No, it couldn’t be. Couldn’t be. A survey team couldn’t foul up so badly as to miss something as long-term deadly as a hive virus. It had to be just another pro-Tampy lie. Even if Roman himself genuinely believed it, it still had to be a lie.
But if it wasn’t…
And in the middle of his silent turmoil the door buzzer sounded.
For a single heartbeat Ferrol stared at the door… and then, in a sudden blinding flash of insight, he saw at last what they’d done to him.

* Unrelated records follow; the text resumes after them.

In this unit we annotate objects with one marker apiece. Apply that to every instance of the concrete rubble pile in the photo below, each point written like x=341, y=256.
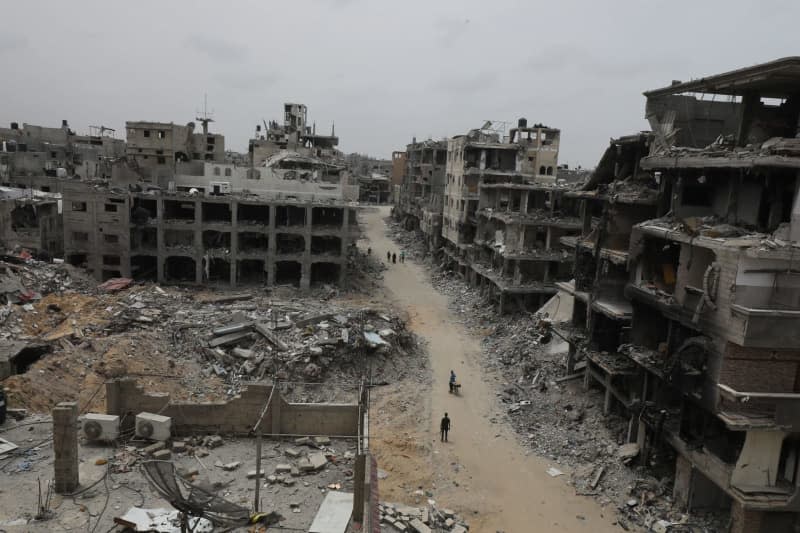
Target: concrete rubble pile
x=24, y=279
x=295, y=477
x=204, y=345
x=397, y=518
x=411, y=242
x=556, y=418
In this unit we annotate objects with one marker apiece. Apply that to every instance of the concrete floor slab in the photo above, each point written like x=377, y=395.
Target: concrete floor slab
x=334, y=513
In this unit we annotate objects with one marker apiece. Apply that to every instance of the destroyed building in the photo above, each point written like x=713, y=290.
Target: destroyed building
x=154, y=148
x=31, y=154
x=421, y=198
x=31, y=220
x=167, y=207
x=294, y=135
x=226, y=239
x=505, y=212
x=685, y=293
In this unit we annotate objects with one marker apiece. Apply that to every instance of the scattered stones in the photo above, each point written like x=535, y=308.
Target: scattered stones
x=162, y=455
x=153, y=448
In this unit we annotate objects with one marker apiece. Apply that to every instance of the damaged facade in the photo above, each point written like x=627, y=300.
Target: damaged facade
x=685, y=290
x=226, y=239
x=167, y=207
x=504, y=214
x=31, y=220
x=31, y=152
x=493, y=207
x=421, y=197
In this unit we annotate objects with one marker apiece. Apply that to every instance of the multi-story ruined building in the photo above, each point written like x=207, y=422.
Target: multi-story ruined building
x=154, y=150
x=505, y=212
x=32, y=152
x=690, y=323
x=169, y=207
x=225, y=239
x=293, y=135
x=421, y=198
x=31, y=220
x=398, y=171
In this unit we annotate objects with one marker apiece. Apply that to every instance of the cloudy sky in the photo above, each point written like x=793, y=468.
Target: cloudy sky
x=382, y=71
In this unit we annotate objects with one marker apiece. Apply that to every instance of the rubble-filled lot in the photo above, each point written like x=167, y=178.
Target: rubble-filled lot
x=296, y=476
x=554, y=416
x=195, y=345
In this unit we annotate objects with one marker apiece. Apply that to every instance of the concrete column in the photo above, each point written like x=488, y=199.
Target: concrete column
x=198, y=242
x=681, y=491
x=160, y=255
x=359, y=485
x=234, y=242
x=745, y=520
x=65, y=446
x=305, y=278
x=275, y=407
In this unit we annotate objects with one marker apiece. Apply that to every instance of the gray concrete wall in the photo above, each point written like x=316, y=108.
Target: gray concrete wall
x=236, y=416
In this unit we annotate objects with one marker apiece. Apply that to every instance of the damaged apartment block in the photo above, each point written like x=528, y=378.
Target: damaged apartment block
x=227, y=240
x=687, y=293
x=421, y=198
x=505, y=214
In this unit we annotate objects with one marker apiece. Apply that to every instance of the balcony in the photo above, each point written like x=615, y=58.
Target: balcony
x=759, y=410
x=766, y=328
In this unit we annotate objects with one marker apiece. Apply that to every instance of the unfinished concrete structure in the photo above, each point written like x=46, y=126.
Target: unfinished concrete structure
x=220, y=239
x=154, y=148
x=691, y=328
x=31, y=220
x=504, y=214
x=420, y=198
x=260, y=408
x=38, y=151
x=294, y=135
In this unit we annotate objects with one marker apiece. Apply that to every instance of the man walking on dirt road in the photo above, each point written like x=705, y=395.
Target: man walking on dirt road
x=445, y=427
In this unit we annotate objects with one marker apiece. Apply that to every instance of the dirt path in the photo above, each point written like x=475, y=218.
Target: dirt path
x=482, y=469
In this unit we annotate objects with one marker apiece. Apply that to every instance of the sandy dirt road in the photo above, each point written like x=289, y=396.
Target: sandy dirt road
x=483, y=472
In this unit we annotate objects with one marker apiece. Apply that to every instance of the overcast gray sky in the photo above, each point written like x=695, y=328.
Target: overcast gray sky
x=383, y=71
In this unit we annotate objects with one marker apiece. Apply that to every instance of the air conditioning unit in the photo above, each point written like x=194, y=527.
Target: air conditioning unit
x=100, y=427
x=152, y=426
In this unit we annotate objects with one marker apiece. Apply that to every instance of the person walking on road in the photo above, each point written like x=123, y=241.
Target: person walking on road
x=445, y=427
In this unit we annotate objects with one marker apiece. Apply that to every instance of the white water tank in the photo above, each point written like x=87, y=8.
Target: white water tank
x=100, y=427
x=152, y=426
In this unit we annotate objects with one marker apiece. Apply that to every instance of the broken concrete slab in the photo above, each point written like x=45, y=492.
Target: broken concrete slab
x=160, y=520
x=322, y=441
x=417, y=525
x=334, y=513
x=153, y=448
x=162, y=455
x=292, y=452
x=265, y=332
x=628, y=451
x=317, y=460
x=228, y=339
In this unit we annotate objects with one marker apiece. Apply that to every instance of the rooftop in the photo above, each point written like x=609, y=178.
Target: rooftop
x=774, y=79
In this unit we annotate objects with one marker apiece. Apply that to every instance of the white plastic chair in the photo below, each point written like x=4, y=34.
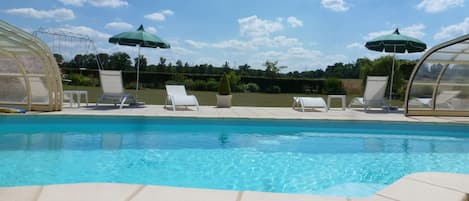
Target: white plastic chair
x=113, y=89
x=374, y=93
x=177, y=96
x=312, y=102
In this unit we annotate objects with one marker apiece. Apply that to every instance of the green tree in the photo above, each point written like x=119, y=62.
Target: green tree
x=104, y=59
x=59, y=59
x=226, y=67
x=271, y=68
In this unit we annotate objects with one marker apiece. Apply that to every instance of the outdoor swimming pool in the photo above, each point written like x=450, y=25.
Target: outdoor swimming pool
x=342, y=158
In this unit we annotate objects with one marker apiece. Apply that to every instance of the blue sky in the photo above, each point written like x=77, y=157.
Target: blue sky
x=300, y=34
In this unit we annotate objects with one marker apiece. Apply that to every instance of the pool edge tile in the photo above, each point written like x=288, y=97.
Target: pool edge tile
x=265, y=196
x=88, y=191
x=410, y=190
x=166, y=193
x=20, y=193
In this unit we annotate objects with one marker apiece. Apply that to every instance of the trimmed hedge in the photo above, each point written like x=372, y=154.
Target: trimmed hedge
x=271, y=85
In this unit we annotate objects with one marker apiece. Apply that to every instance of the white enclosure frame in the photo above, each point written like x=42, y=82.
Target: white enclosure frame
x=29, y=75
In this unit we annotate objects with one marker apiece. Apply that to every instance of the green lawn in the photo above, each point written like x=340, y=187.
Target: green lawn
x=157, y=96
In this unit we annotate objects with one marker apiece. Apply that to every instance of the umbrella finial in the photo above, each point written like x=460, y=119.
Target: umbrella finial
x=140, y=28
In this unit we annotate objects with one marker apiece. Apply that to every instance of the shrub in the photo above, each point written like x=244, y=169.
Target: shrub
x=212, y=84
x=238, y=88
x=224, y=87
x=200, y=85
x=274, y=89
x=334, y=86
x=252, y=87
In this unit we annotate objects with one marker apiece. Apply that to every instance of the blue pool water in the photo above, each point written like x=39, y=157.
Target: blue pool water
x=342, y=158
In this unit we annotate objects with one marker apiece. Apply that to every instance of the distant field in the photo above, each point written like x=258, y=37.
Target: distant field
x=157, y=97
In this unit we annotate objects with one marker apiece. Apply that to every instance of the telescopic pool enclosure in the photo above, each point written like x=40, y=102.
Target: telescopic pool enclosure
x=439, y=84
x=29, y=75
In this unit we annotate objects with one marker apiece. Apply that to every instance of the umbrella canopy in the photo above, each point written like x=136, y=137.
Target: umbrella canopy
x=395, y=43
x=139, y=38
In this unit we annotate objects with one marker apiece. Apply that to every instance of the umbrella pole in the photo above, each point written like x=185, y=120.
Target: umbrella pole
x=392, y=75
x=138, y=72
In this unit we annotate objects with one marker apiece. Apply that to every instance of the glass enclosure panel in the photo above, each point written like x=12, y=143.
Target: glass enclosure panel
x=8, y=65
x=40, y=93
x=421, y=96
x=452, y=97
x=441, y=56
x=32, y=64
x=12, y=89
x=428, y=73
x=456, y=73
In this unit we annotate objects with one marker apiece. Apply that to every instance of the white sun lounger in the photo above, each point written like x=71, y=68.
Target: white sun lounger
x=113, y=89
x=177, y=96
x=312, y=102
x=374, y=93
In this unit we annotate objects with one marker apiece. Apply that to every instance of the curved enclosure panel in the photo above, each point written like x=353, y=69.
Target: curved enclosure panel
x=439, y=84
x=29, y=75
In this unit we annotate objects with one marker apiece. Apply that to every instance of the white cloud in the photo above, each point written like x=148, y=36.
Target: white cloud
x=167, y=12
x=296, y=58
x=108, y=3
x=197, y=44
x=83, y=30
x=248, y=45
x=415, y=31
x=97, y=3
x=335, y=5
x=151, y=30
x=355, y=46
x=234, y=44
x=453, y=31
x=435, y=6
x=118, y=25
x=73, y=2
x=60, y=14
x=155, y=16
x=294, y=22
x=254, y=27
x=159, y=16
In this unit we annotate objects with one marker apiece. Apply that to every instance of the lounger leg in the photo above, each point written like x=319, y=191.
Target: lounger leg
x=122, y=102
x=196, y=103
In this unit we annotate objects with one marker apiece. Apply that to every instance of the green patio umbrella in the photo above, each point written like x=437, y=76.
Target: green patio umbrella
x=139, y=38
x=395, y=43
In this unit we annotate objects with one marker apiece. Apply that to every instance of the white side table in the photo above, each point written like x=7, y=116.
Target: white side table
x=342, y=97
x=71, y=93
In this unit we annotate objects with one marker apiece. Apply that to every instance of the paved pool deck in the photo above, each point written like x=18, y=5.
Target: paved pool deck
x=428, y=186
x=253, y=112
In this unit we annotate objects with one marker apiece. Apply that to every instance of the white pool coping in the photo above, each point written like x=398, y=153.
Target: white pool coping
x=429, y=186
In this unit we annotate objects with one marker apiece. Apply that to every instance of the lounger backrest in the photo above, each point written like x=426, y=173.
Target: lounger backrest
x=375, y=88
x=111, y=82
x=176, y=90
x=446, y=96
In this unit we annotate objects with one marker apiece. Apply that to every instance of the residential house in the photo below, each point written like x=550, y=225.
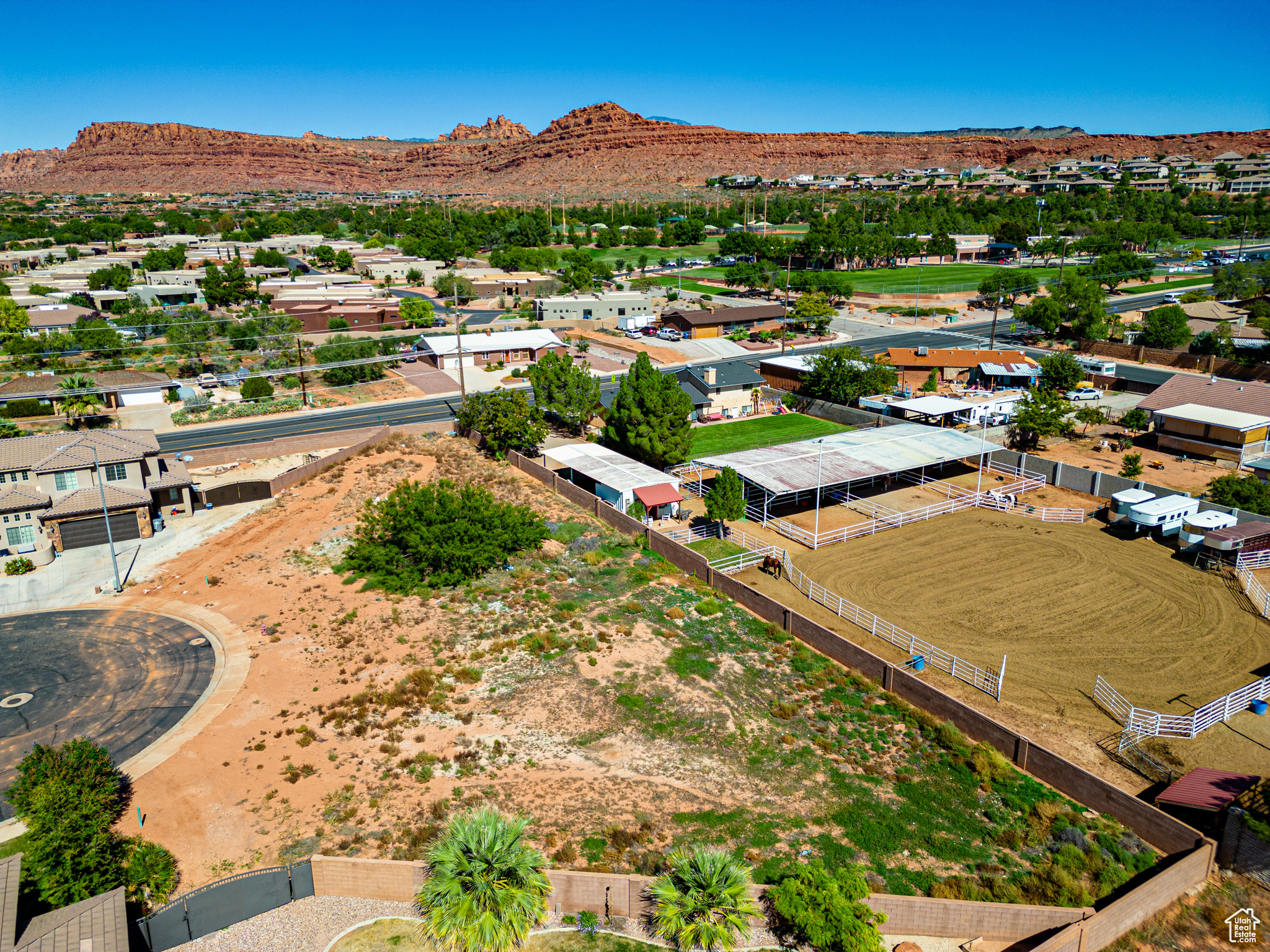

Roman’s invitation, designed to lure him off the bridge; the forged report, designed to keep him off it—
With the hiss of its released pressure lock the panel began to slide open; and with a single convulsive motion Ferrol jerked up half out of his chair, his right hand scrabbling beneath his tunic for the hidden needle gun. For an instant the barrel caught; then, as he slammed painfully down onto the chair again it came free.
Swinging it up, banging it once on the edge of the desktop as he did so, he brought it to bear on the doorway, squeezing it tightly in a two-handed grip. The panel finished its retraction into the wall—
And standing there, framed in the opening, was Kennedy.
The most dangerous person aboard the Amity, the Senator had once called her; and in that first, heart-stopping second Ferrol knew he’d been right. Standing motionless in the doorway, her hands hanging loosely and apparently empty at her sides, he watched as her eyes flicked from his face to the gun and back again without losing any of their icy calm. She was calm, cold, and professional.
And she had come to kill him.
It was another moment Ferrol had tried to prepare himself for… another moment for which, he saw bitterly, the preparations had been utterly inadequate. You’ll be able to handle her, the Senator had said with that infinite assurance of his; and Ferrol had nodded and believed him.
But no one had warned him what it would be like to look into someone’s eyes as he pulled the trigger.
Roman cleared his throat. “If you’re going to shoot her down in cold blood,” he said, almost conversationally, “you really ought to get it over with. If you’re not, perhaps you should put the gun down and invite her in.
Kennedy still hadn’t moved. “You can’t stop me.”
Ferrol warned her, his voice trembling with emotion, the taste of defeat in his mouth. If she would make just some move against him, something—anything—that he could justifiably consider an attack. But she just stood there. “Even if you kill me, you still can’t get help to the Tampies in time.”